Rather than imposing a target of 130 grams per kilometre on all new cars by 2012, the committee voted to apply it to only 60 per cent of new cars and to delay full introduction of the target until 2015. The vote was unmistakeably aimed at helping German carmakers, whose models are bigger and less “green” than those of France and Italy.

This is, of course, hardly the last word on the subject. The parliamentary committee’s vote isn’t binding. But when it comes to converting the EU’s high-sounding principles on climate change into concrete legislation, the devil is always in the detail.

Cracks in EU unity on Russia

September 2nd, 2008

In Cold War times it was a rule of thumb that, whenever the Soviet Union’s behaviour was particularly bullying, the US and western Europe would put aside their differences and close ranks in reaction. Conversely, when Moscow was less threatening, there was less pressure for complete unity in the western alliance. France (Charles de Gaulle), West Germany (Willy Brandt) and the US (Richard Nixon) each sought benefits for their own countries from closer contacts with the Soviet leadership.

For all the European Union’s show of unity on Monday at its emergency summit in Brussels, the crisis over Russia’s destruction of Georgia’s territorial integrity clearly hasn’t reached the point at which all the Europeans are with each other in heart and soul. The explanation isn’t hard to find.

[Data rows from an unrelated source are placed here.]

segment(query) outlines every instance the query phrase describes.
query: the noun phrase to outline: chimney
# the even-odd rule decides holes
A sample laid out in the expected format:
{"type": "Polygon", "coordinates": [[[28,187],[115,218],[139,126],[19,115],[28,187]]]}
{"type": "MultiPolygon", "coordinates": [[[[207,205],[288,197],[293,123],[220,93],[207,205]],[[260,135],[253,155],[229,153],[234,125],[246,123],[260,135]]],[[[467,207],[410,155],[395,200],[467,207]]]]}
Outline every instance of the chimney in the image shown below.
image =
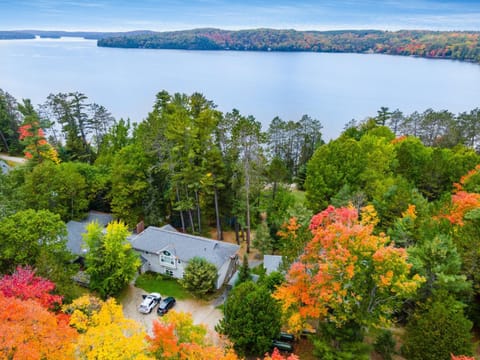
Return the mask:
{"type": "Polygon", "coordinates": [[[140,234],[143,230],[145,230],[145,223],[142,220],[137,224],[137,234],[140,234]]]}

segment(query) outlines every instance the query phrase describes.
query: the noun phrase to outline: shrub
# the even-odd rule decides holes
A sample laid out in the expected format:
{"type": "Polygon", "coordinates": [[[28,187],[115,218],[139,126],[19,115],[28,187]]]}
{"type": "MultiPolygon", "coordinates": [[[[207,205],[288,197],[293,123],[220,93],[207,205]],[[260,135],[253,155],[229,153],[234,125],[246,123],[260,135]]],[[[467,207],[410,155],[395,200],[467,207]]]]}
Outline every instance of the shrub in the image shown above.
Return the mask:
{"type": "Polygon", "coordinates": [[[406,326],[402,353],[410,360],[450,360],[472,354],[472,322],[451,297],[429,301],[406,326]]]}
{"type": "Polygon", "coordinates": [[[378,335],[375,344],[373,344],[375,351],[380,354],[383,360],[392,360],[392,355],[395,353],[395,339],[392,332],[385,330],[378,335]]]}
{"type": "Polygon", "coordinates": [[[202,296],[216,289],[217,268],[201,257],[194,257],[185,267],[182,285],[196,296],[202,296]]]}

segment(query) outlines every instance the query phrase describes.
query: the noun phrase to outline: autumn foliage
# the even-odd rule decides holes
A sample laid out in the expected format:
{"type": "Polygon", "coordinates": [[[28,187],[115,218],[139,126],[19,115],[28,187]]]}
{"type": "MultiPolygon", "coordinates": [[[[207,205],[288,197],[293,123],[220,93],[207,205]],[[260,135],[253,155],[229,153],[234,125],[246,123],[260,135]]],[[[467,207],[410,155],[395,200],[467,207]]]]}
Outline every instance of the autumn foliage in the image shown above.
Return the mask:
{"type": "Polygon", "coordinates": [[[404,249],[373,233],[377,221],[371,206],[361,218],[354,208],[333,206],[313,216],[313,239],[274,294],[291,331],[311,320],[386,324],[398,301],[415,293],[423,279],[410,277],[404,249]]]}
{"type": "Polygon", "coordinates": [[[53,309],[62,304],[62,297],[54,295],[55,284],[40,276],[30,267],[17,267],[12,275],[4,275],[0,279],[0,293],[5,297],[20,300],[33,299],[46,309],[53,309]]]}
{"type": "Polygon", "coordinates": [[[105,302],[83,296],[64,307],[71,313],[70,325],[81,334],[75,351],[82,359],[148,359],[145,330],[126,319],[122,306],[111,298],[105,302]]]}
{"type": "Polygon", "coordinates": [[[153,336],[148,336],[149,351],[167,360],[237,360],[233,351],[213,346],[206,339],[204,325],[194,325],[191,314],[170,311],[153,322],[153,336]]]}
{"type": "Polygon", "coordinates": [[[473,356],[465,356],[465,355],[453,355],[452,360],[475,360],[473,356]]]}
{"type": "Polygon", "coordinates": [[[0,292],[0,358],[72,359],[76,337],[68,316],[55,315],[35,300],[0,292]]]}
{"type": "Polygon", "coordinates": [[[465,214],[480,208],[480,194],[469,192],[465,189],[468,181],[478,174],[480,174],[480,165],[477,165],[475,169],[463,176],[460,182],[454,184],[455,193],[452,195],[451,207],[449,211],[443,215],[451,224],[464,225],[465,214]]]}
{"type": "Polygon", "coordinates": [[[41,162],[48,159],[60,163],[57,151],[45,139],[45,133],[38,122],[31,122],[19,127],[19,139],[25,145],[24,154],[27,159],[41,162]]]}

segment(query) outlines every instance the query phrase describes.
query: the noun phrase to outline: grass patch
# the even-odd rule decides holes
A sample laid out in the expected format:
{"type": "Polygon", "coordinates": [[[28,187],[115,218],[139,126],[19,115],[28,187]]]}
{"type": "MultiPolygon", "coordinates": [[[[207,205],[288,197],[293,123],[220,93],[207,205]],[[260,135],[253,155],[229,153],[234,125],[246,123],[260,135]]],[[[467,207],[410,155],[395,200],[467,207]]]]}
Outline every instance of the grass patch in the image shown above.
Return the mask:
{"type": "Polygon", "coordinates": [[[306,200],[305,191],[292,190],[292,195],[295,198],[296,204],[302,204],[302,205],[305,204],[305,200],[306,200]]]}
{"type": "Polygon", "coordinates": [[[161,274],[141,274],[135,281],[135,286],[149,293],[158,292],[162,297],[173,296],[178,300],[192,298],[192,295],[178,283],[178,280],[161,274]]]}

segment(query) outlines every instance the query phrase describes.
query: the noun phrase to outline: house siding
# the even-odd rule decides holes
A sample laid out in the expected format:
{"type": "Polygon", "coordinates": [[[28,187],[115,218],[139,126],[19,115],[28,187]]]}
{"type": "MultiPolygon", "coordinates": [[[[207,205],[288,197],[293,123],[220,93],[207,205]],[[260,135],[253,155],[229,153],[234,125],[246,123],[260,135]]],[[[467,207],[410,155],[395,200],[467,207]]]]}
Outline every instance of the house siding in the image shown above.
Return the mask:
{"type": "MultiPolygon", "coordinates": [[[[138,251],[138,250],[137,250],[138,251]]],[[[142,266],[142,272],[152,271],[163,275],[169,275],[176,279],[183,278],[183,262],[176,263],[175,266],[168,265],[165,266],[160,261],[160,255],[155,253],[149,253],[145,251],[138,251],[144,258],[147,260],[144,266],[142,266]],[[168,273],[167,271],[171,271],[168,273]]]]}

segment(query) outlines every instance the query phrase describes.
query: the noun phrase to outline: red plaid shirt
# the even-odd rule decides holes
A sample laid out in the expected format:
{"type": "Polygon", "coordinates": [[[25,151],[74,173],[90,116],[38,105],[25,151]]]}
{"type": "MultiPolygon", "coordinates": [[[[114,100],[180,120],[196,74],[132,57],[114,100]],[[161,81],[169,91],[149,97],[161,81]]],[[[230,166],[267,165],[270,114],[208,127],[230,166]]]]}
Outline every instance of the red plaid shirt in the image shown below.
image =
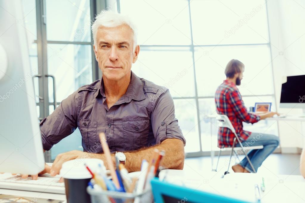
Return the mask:
{"type": "MultiPolygon", "coordinates": [[[[241,141],[248,139],[251,132],[243,130],[242,121],[253,124],[260,120],[260,117],[248,112],[236,85],[227,80],[224,80],[216,91],[215,103],[217,113],[227,115],[241,141]]],[[[232,146],[235,137],[234,133],[229,128],[220,128],[218,131],[218,147],[232,146]]]]}

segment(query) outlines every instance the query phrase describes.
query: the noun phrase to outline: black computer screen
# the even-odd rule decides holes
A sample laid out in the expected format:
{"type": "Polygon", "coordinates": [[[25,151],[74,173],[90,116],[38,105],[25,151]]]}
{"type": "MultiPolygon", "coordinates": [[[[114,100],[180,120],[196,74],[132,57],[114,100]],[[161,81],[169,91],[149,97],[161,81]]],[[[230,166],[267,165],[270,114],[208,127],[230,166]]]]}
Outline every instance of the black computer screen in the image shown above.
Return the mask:
{"type": "Polygon", "coordinates": [[[305,75],[289,76],[282,84],[281,103],[305,103],[305,75]]]}

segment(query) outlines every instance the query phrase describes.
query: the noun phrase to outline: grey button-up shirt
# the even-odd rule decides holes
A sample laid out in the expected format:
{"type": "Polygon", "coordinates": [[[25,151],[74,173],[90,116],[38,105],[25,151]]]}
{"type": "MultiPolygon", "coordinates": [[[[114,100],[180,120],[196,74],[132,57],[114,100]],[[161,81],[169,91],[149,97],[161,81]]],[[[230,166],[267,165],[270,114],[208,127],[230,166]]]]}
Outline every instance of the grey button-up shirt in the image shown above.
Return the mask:
{"type": "Polygon", "coordinates": [[[62,102],[40,123],[44,149],[49,150],[78,128],[84,151],[101,153],[104,132],[112,152],[138,149],[167,138],[185,140],[175,116],[168,90],[131,72],[126,93],[109,109],[102,78],[85,85],[62,102]]]}

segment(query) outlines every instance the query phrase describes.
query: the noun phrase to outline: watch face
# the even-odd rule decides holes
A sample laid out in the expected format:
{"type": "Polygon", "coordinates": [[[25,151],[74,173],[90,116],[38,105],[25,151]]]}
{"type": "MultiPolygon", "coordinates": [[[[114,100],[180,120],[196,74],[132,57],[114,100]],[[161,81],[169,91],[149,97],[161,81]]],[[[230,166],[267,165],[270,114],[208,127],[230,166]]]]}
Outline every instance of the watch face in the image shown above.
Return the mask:
{"type": "Polygon", "coordinates": [[[117,157],[120,161],[125,161],[126,159],[125,155],[121,152],[118,152],[116,154],[116,156],[117,157]]]}

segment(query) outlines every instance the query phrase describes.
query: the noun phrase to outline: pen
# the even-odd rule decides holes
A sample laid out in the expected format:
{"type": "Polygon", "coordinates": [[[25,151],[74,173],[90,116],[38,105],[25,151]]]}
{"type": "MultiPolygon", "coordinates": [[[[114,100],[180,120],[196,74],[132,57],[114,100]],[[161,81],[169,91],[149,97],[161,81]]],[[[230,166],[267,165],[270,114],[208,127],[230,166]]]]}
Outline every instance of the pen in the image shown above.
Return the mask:
{"type": "Polygon", "coordinates": [[[129,190],[130,186],[130,183],[131,182],[131,179],[128,175],[128,171],[124,166],[124,164],[120,163],[119,164],[119,168],[121,173],[121,177],[123,181],[123,183],[125,186],[125,189],[129,190]]]}
{"type": "Polygon", "coordinates": [[[148,174],[150,171],[150,168],[152,166],[155,166],[155,163],[157,160],[159,156],[159,150],[158,149],[155,149],[152,152],[150,158],[150,160],[149,161],[149,165],[148,166],[147,171],[146,172],[146,175],[145,176],[145,180],[144,182],[144,185],[146,184],[146,180],[147,179],[147,176],[148,174]]]}
{"type": "MultiPolygon", "coordinates": [[[[148,162],[145,159],[142,161],[142,165],[141,166],[141,171],[142,172],[140,175],[139,181],[138,181],[138,185],[137,186],[137,189],[136,192],[137,193],[140,193],[142,192],[143,188],[145,183],[145,179],[146,179],[146,175],[145,173],[145,171],[147,170],[148,167],[148,162]]],[[[135,199],[134,203],[139,203],[140,199],[138,197],[137,197],[135,199]]]]}
{"type": "Polygon", "coordinates": [[[92,176],[92,178],[94,178],[94,174],[93,173],[92,173],[92,171],[91,170],[90,170],[90,169],[89,169],[89,167],[88,167],[88,166],[87,166],[87,165],[85,163],[84,163],[84,165],[85,165],[85,166],[86,167],[86,168],[87,169],[87,170],[88,170],[88,171],[89,172],[89,173],[90,173],[90,174],[91,174],[91,175],[92,176]]]}
{"type": "Polygon", "coordinates": [[[113,183],[117,189],[119,190],[120,189],[120,183],[119,183],[119,180],[118,180],[115,170],[114,170],[114,168],[113,167],[113,162],[112,161],[112,159],[111,158],[110,150],[109,150],[109,147],[106,141],[105,134],[103,132],[101,132],[99,134],[99,137],[101,144],[102,144],[102,147],[103,148],[104,154],[106,156],[106,160],[107,162],[108,162],[108,164],[109,166],[109,169],[110,170],[110,173],[111,175],[111,177],[112,178],[113,183]]]}
{"type": "Polygon", "coordinates": [[[254,190],[255,190],[255,197],[257,200],[257,201],[259,202],[260,202],[260,188],[258,187],[258,185],[256,184],[254,186],[254,190]]]}
{"type": "Polygon", "coordinates": [[[161,151],[159,154],[159,156],[158,156],[158,159],[156,162],[156,164],[155,164],[155,171],[154,172],[155,174],[157,173],[157,171],[159,169],[159,166],[160,166],[160,164],[161,163],[162,158],[164,156],[165,154],[165,151],[164,150],[161,150],[161,151]]]}
{"type": "Polygon", "coordinates": [[[120,188],[119,190],[117,190],[117,191],[118,192],[126,192],[125,191],[125,189],[124,188],[124,185],[123,185],[123,182],[122,180],[122,178],[121,177],[121,175],[120,174],[120,172],[117,170],[116,170],[116,173],[117,173],[117,179],[119,181],[119,184],[120,184],[120,188]]]}
{"type": "Polygon", "coordinates": [[[265,179],[264,177],[262,177],[262,179],[263,179],[263,182],[260,186],[260,189],[263,192],[264,192],[265,190],[266,189],[266,187],[265,186],[265,179]]]}

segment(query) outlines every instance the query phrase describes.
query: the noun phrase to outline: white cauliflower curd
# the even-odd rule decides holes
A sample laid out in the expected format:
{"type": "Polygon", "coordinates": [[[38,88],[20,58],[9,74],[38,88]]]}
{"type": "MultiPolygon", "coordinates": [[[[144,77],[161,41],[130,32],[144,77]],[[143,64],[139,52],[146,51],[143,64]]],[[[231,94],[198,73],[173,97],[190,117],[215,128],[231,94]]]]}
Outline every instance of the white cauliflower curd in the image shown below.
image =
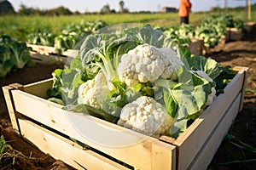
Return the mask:
{"type": "Polygon", "coordinates": [[[153,98],[142,96],[121,110],[118,125],[159,138],[169,134],[173,120],[166,108],[153,98]]]}
{"type": "Polygon", "coordinates": [[[121,57],[118,74],[120,81],[133,87],[160,77],[176,80],[177,72],[183,65],[172,48],[158,48],[145,43],[121,57]]]}
{"type": "Polygon", "coordinates": [[[85,104],[97,109],[109,93],[108,82],[102,71],[100,71],[94,79],[88,80],[79,88],[78,104],[85,104]]]}

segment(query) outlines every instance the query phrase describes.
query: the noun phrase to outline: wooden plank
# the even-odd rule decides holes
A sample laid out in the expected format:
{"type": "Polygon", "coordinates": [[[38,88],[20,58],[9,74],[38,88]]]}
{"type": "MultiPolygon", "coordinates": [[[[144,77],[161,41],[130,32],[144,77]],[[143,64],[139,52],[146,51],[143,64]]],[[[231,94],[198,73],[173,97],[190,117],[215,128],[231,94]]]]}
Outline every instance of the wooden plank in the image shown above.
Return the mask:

Today’s 27-nation EU is a very different creature from the European Community of the 1970s and 1980s, which started with six members and still had only 12, all in western Europe, by the end of the Cold War. It is the inclusion of Austria, Finland and Sweden in the 1990s and, above all, of 10 former communist bloc countries since 2004 that has made the difference.

Take the remarks made at Monday’s summit by the leaders of Poland and Austria. In what was a clear reference to the Germans, Italians and others, Donald Tusk, Poland’s prime minister, complained: “There are politicians, even in Europe, who would prefer empty conclusions because of their intensive bilateral relations with Russia.”

By contrast, Alfred Gusenbauer, Austria’s chancellor, was adamant: “I’m against any kind of escalation.” Russia and the EU, he said, have “strategic reasons for reasonable co-operation”.

The summit saw a gap between countries such as the Czech Republic, Estonia, Latvia, Lithuania and Poland - all former Soviet satellites - and France, Germany and Italy. The former group sympathises strongly with Georgia, whereas the latter trio is highly critical of Mikheil Saakashvili, the Georgian leader, and enjoy flourishing trade and investment relationships with Russia that they have no wish no jeopardise.

However, it would be wrong to assume that the eastern Europeans are hotheads pressing for some kind of showdown with Moscow. Not at all. Geographically, they are on the frontline. They are, for the most part, small states. Two are extremely small and have restive Russian minorities. Open confrontation is even less in their interests than it is in those of France or Germany.

Rather, the eastern Europeans are drawing on their experience of Soviet behaviour to alert their western European partners to the need to respond firmly when Russia crosses the line, as all EU countries say it has done in Georgia. Their alarm is understandable because Georgia is part of the same former sphere of Russian control to which they once belonged. “Who will be next?” they are thinking.

However, economic or even tough diplomatic sanctions against Russia were never going to be announced at the summit. The EU is not a military alliance or even a regional policeman for Europe. Its common foreign and security policy is a work in progress, not a solid fact. Negotiation, partnership and a knack for fashioning ingenious compromises out of nothing are the EU’s very spirit and life force.

The only problem is that Russia, in its present mood, may not be especially susceptible to this type of approach.